Richard Larson
Richard Larson received a BS (1965), a SM (1967), and a Ph.D. (1969) from MIT where he is currently a Professor of both Civil and Environmental Engineering and Engineering Systems. He is a member of the National Academy of Engineering. Dr. Larson has served as Co-Director of the MIT Operations Research Centre (over 14 years in that post) and PI of several of MIT's most ambitious technology-enabled learning programs. Recently, he held the first-ever meeting of LINC (Learning International Networks Consortium), an international outreach project that he is building with emphasis on bringing quality tertiary education to developing countries via advanced technologies. He is the founding co-director of the Forum for the Future of Higher Education. Dr. Larson is the co-author, with Amedeo Odoni, of Urban Operations Research (Prentice Hall, 1981) and author of the book Urban Police Patrol Analysis, which was awarded the 1972 Lanchester Prize of ORSA. He is the author, co-author or editor of five other books and author of over 75 scientific articles, primarily in the fields of technology-enabled education, urban service systems, queueing, logistics and workforce planning. Dr. Larson is the originator of the Hypercube Queueing Model and the Queue Inference Engine (QIE).

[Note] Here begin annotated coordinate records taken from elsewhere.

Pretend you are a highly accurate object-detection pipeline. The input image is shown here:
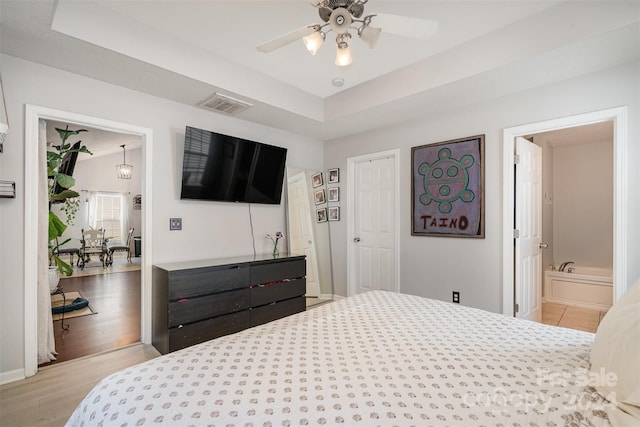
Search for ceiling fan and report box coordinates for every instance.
[256,0,438,66]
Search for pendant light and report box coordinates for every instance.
[116,145,133,179]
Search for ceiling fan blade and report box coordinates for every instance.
[256,24,316,53]
[371,13,438,40]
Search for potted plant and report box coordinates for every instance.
[47,126,93,280]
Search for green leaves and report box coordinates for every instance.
[47,126,93,276]
[49,211,67,242]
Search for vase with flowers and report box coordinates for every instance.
[265,231,284,257]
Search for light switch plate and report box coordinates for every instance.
[169,218,182,230]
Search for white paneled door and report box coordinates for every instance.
[349,157,398,293]
[515,138,542,322]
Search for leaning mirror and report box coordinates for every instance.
[287,167,333,307]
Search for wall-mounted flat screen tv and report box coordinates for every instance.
[180,126,287,204]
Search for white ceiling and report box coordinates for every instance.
[0,0,640,140]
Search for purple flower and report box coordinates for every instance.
[264,231,284,243]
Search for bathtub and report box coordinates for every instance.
[543,264,613,311]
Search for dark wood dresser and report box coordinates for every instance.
[152,255,306,354]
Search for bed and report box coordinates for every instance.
[67,291,640,426]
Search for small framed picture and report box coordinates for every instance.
[313,188,326,205]
[329,168,340,184]
[311,172,324,188]
[328,187,340,202]
[329,206,340,221]
[316,208,327,222]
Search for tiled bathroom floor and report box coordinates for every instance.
[542,302,607,332]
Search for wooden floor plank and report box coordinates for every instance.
[42,270,141,366]
[0,344,160,427]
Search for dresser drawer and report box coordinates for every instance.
[251,258,307,285]
[251,279,307,307]
[168,265,250,301]
[168,288,251,328]
[169,310,250,352]
[249,297,307,326]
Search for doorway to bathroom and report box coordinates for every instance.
[516,120,614,332]
[503,107,628,328]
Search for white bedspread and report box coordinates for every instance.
[67,291,608,426]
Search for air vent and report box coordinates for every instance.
[198,93,253,116]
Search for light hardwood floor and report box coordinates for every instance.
[542,303,607,333]
[0,344,160,427]
[0,303,606,427]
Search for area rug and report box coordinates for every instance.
[51,291,97,320]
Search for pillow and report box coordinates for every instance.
[590,279,640,425]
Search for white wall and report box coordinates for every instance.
[0,55,323,376]
[325,62,640,312]
[553,141,612,268]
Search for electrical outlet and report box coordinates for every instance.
[169,218,182,230]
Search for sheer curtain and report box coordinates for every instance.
[87,191,131,242]
[120,193,131,244]
[37,120,58,364]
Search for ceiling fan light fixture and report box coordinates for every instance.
[302,30,325,55]
[358,25,382,49]
[116,145,133,179]
[336,42,353,67]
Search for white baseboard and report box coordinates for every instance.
[0,369,26,385]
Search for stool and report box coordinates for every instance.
[58,248,80,267]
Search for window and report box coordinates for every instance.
[92,193,125,241]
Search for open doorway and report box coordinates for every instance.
[40,120,144,366]
[516,120,614,332]
[24,104,152,377]
[503,107,628,326]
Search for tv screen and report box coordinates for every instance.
[180,126,287,204]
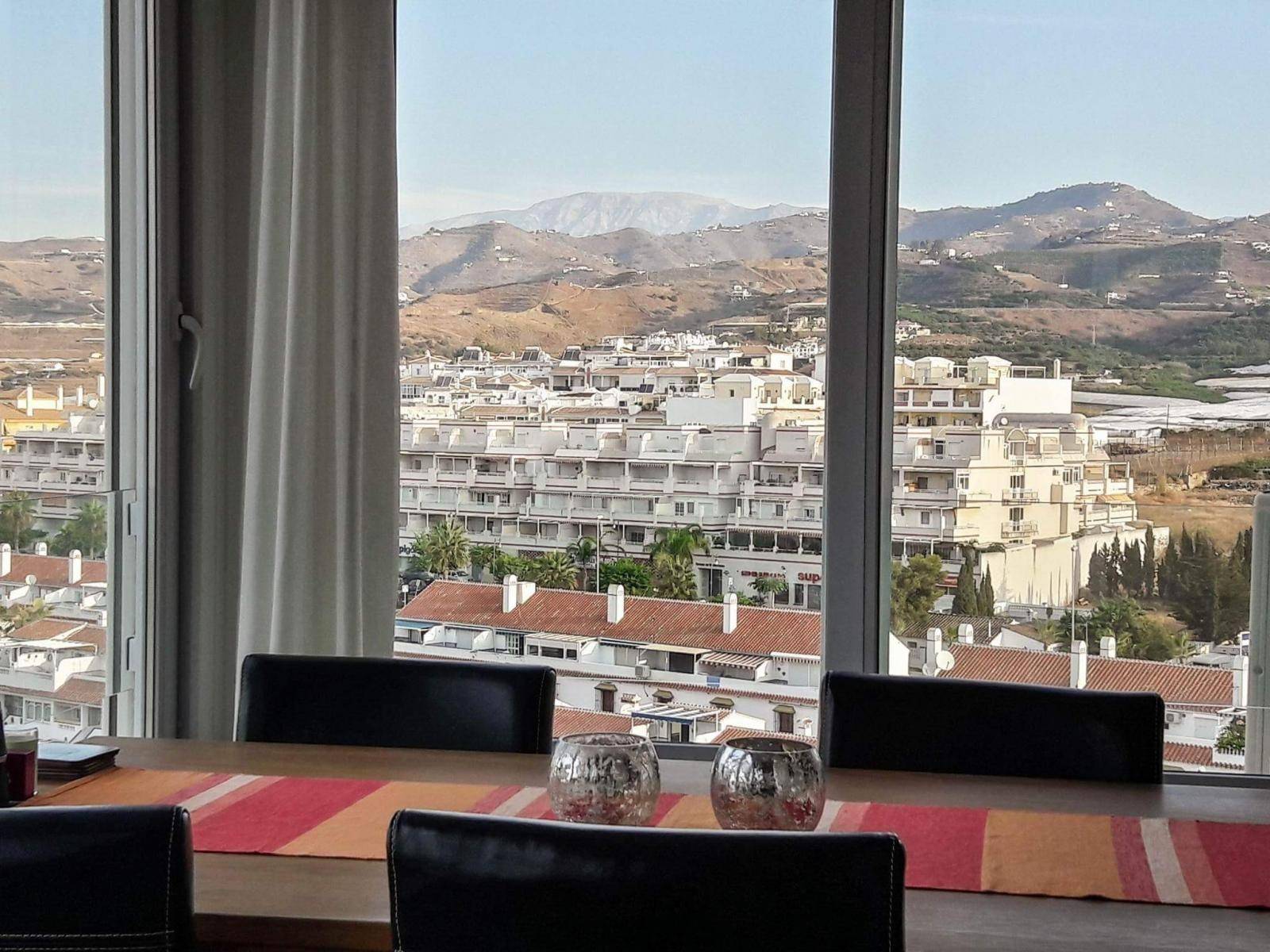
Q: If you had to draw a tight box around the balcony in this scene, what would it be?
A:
[1001,489,1040,503]
[1001,519,1037,538]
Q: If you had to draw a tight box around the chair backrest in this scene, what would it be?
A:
[237,655,555,754]
[389,810,904,952]
[822,671,1164,783]
[0,806,194,952]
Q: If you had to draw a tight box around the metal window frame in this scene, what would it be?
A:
[103,0,180,736]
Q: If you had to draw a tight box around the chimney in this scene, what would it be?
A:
[503,575,521,612]
[722,592,737,635]
[608,585,626,624]
[1068,641,1090,688]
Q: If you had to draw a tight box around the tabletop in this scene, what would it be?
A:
[57,739,1270,952]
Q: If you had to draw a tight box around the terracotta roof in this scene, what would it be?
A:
[4,618,106,652]
[551,707,648,738]
[398,582,821,655]
[899,614,1010,645]
[1164,740,1213,766]
[709,727,815,744]
[0,552,106,588]
[941,643,1234,706]
[5,678,106,704]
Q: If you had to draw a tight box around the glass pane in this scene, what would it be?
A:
[889,0,1270,772]
[396,0,833,743]
[0,0,114,740]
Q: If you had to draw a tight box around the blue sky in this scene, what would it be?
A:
[0,0,1270,239]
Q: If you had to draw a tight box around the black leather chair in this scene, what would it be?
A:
[0,806,194,952]
[389,810,904,952]
[237,655,555,754]
[821,671,1164,783]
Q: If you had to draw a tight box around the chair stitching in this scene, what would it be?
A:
[389,814,405,950]
[163,806,180,948]
[887,835,895,950]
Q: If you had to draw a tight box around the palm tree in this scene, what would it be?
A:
[749,575,790,608]
[649,524,710,559]
[415,519,470,575]
[565,536,599,590]
[652,551,697,601]
[533,552,578,589]
[0,490,36,550]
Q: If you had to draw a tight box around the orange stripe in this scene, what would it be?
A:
[1168,820,1226,906]
[982,810,1124,899]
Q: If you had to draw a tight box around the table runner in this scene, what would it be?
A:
[30,766,1270,908]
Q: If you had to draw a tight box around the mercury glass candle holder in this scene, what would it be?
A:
[548,734,662,827]
[710,738,824,830]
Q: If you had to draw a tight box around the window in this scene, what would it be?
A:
[883,0,1270,773]
[0,4,130,741]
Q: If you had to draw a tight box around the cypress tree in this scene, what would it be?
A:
[952,557,979,614]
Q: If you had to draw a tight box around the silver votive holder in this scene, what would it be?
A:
[548,734,662,827]
[710,738,824,830]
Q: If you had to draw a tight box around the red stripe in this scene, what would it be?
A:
[468,785,521,814]
[1111,816,1160,903]
[644,793,683,827]
[1195,821,1270,908]
[155,773,233,806]
[860,804,988,892]
[194,777,385,853]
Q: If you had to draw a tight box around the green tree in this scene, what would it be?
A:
[891,555,944,631]
[976,567,997,618]
[533,552,578,589]
[652,550,697,601]
[410,519,471,576]
[749,576,790,608]
[1090,546,1107,601]
[1141,525,1157,598]
[49,499,106,559]
[0,490,44,551]
[599,559,652,595]
[952,548,979,614]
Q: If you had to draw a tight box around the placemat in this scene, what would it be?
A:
[30,766,1270,908]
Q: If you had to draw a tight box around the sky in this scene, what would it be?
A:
[0,0,1270,240]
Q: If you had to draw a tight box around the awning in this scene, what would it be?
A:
[697,651,771,670]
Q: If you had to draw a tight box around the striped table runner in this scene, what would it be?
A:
[32,766,1270,908]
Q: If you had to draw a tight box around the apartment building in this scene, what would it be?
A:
[395,576,821,743]
[400,370,824,609]
[891,357,1168,608]
[0,543,106,740]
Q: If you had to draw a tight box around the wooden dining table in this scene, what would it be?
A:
[52,739,1270,952]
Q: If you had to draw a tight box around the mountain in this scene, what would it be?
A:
[402,192,821,237]
[899,182,1213,254]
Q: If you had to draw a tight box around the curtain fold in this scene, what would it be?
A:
[178,0,398,738]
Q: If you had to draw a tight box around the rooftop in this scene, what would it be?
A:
[398,582,821,655]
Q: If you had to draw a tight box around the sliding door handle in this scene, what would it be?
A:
[179,313,203,390]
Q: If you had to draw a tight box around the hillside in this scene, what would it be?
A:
[402,192,817,237]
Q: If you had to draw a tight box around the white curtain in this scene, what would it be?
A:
[176,0,398,738]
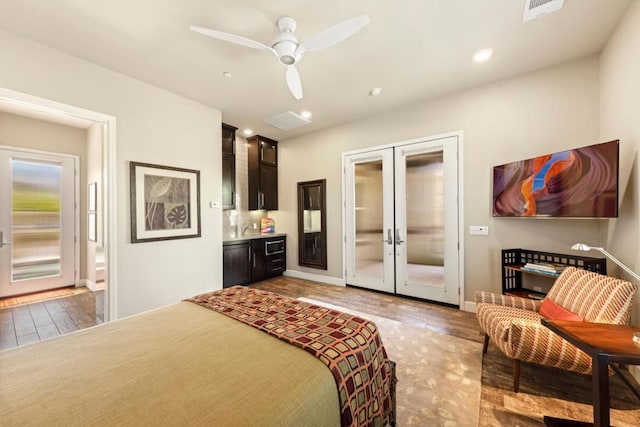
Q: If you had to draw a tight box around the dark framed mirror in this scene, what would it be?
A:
[298,179,327,270]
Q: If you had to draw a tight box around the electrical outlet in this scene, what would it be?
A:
[469,225,489,236]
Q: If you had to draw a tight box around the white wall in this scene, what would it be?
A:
[276,57,606,301]
[0,31,222,317]
[600,1,640,324]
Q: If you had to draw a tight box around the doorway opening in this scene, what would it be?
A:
[0,88,117,330]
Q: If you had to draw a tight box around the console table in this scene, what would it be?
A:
[542,319,640,427]
[502,248,607,299]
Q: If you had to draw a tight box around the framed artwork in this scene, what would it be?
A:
[87,212,98,242]
[88,182,98,212]
[129,162,200,243]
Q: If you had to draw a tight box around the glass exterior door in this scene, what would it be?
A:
[395,138,459,304]
[345,149,394,292]
[0,149,75,296]
[345,136,460,304]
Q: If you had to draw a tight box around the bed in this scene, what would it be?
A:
[0,286,395,426]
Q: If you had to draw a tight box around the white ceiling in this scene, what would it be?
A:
[0,0,632,140]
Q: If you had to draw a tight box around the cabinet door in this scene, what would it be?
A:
[260,138,278,166]
[222,154,236,210]
[259,165,278,210]
[251,239,266,282]
[222,243,251,288]
[222,123,236,155]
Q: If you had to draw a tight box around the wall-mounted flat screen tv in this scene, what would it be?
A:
[493,140,619,218]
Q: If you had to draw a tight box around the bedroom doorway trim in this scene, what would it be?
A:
[0,87,118,322]
[342,131,465,309]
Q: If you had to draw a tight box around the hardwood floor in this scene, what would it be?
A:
[252,277,640,427]
[0,291,101,350]
[0,277,640,427]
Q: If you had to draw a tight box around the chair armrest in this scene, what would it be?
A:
[476,291,542,312]
[504,319,591,374]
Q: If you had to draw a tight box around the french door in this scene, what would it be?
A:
[344,136,460,305]
[0,148,76,297]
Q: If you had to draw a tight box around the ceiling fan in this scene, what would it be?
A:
[189,15,369,99]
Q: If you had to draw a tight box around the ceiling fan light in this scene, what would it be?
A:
[280,55,296,65]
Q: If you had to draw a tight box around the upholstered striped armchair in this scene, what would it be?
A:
[476,267,637,393]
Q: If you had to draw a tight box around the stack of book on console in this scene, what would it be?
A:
[522,262,566,276]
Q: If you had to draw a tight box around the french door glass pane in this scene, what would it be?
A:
[406,151,444,284]
[11,160,62,282]
[355,160,384,277]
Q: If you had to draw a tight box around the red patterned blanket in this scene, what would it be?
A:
[187,286,394,426]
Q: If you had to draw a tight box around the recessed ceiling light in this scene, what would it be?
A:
[473,49,493,62]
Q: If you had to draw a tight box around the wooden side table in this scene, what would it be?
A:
[542,319,640,427]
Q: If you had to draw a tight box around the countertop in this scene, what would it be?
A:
[222,233,287,244]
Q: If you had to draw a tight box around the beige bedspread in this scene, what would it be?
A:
[0,302,340,426]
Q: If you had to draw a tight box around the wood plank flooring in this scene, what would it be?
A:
[0,277,640,427]
[0,291,99,350]
[252,277,640,427]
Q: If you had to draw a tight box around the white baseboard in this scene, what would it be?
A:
[81,279,97,292]
[283,269,345,286]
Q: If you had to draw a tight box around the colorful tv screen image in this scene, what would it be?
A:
[493,140,618,218]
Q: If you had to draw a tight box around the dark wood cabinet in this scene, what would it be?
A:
[222,241,251,288]
[222,236,287,288]
[303,185,322,211]
[247,135,278,210]
[251,239,267,282]
[303,232,325,266]
[222,123,238,210]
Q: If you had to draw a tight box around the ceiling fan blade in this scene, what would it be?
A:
[286,65,302,99]
[296,15,370,53]
[189,25,276,54]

He has served as a consultant to Coca-Cola, Johnson Controls, EDS, United Artists Cinemas, Union Carbide Corporation, Rand, Kuwait Foundation for the Advancement of Science, Predictive Networks, WebCT, Hibernia College, Hong Kong University, the World Bank and the U.S. Department of Justice. With Structured Decisions Corporation, Dr. Larson has undertaken major projects with Citibank, American Airlines, Actmedia, the U.S. Postal Service, New York City, Jenny Craig, Conagra, Diebold, and BOC. His research on queues has not only resulted in new computational techniques (e.g., the Queue Inference Engine), but has also been covered in national media. He has been an invited lecturer internationally in such countries as China, Singapore, Thailand, Hong Kong, Korea, India, Germany, Austria, Denmark, Ireland, Spain, Italy, Algeria, Iran, Mexico, Venezuela and Chile. Has been a Visiting Professor at U.C. Berkeley IE/OR, Technical University of Denmark and Hong Kong University.
His activities with INFORMS, ORSA, and TIMS include General Chairman of the TIMS/ORSA National Meeting Boston (1995), President of ORSA (1993-4), founding Director of INFORMS (1994), honorary member of Omega Rho, Philip M. Morse Lecturer (1997-99), and recipient of the George E. Kimball Medal (2002).